Final Exam: Mathematical Formulas Reference

Moravec SSD Function

Measures intensity variation when a window is shifted in a discrete direction $(x, y)$.

\[E_{m,n}(x,y) = \sum_{(u,v) \in W} \big[I(m+u, n+v) - I(m+x+u, n+y+v)\big]^2\]

Moravec Corner Response

Takes the minimum Sum of Squared Differences (SSD) over all evaluated shift directions.

\[F_{m,n} = \min_{(x,y) \in D} E_{m,n}(x,y)\]

Image Gradients

Measures horizontal and vertical intensity changes per pixel.
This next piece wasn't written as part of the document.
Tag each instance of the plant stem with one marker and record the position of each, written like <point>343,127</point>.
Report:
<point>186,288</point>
\[I_x = \dfrac{\partial I}{\partial x}, \qquad I_y = \dfrac{\partial I}{\partial y}\]

Gradient Vector & Direction

Identifies the magnitude and direction angle of the strongest local intensity change.

\[\nabla f = \left(\dfrac{\partial f}{\partial x}, \dfrac{\partial f}{\partial y}\right), \qquad \theta_g = \text{atan2}\!\left(\dfrac{\partial f}{\partial y}, \dfrac{\partial f}{\partial x}\right)\]

Structure Tensor Matrix ($M$)

Summarizes local intensity variation using gradients in a neighborhood weighted by $w(x, y)$.

\[M = \sum w(x,y) \begin{bmatrix} I_x^2 & I_x I_y \\ I_x I_y & I_y^2 \end{bmatrix}\]

Harris SSD Taylor Approximation

Simplifies the continuous intensity variation function into a quadratic matrix expression.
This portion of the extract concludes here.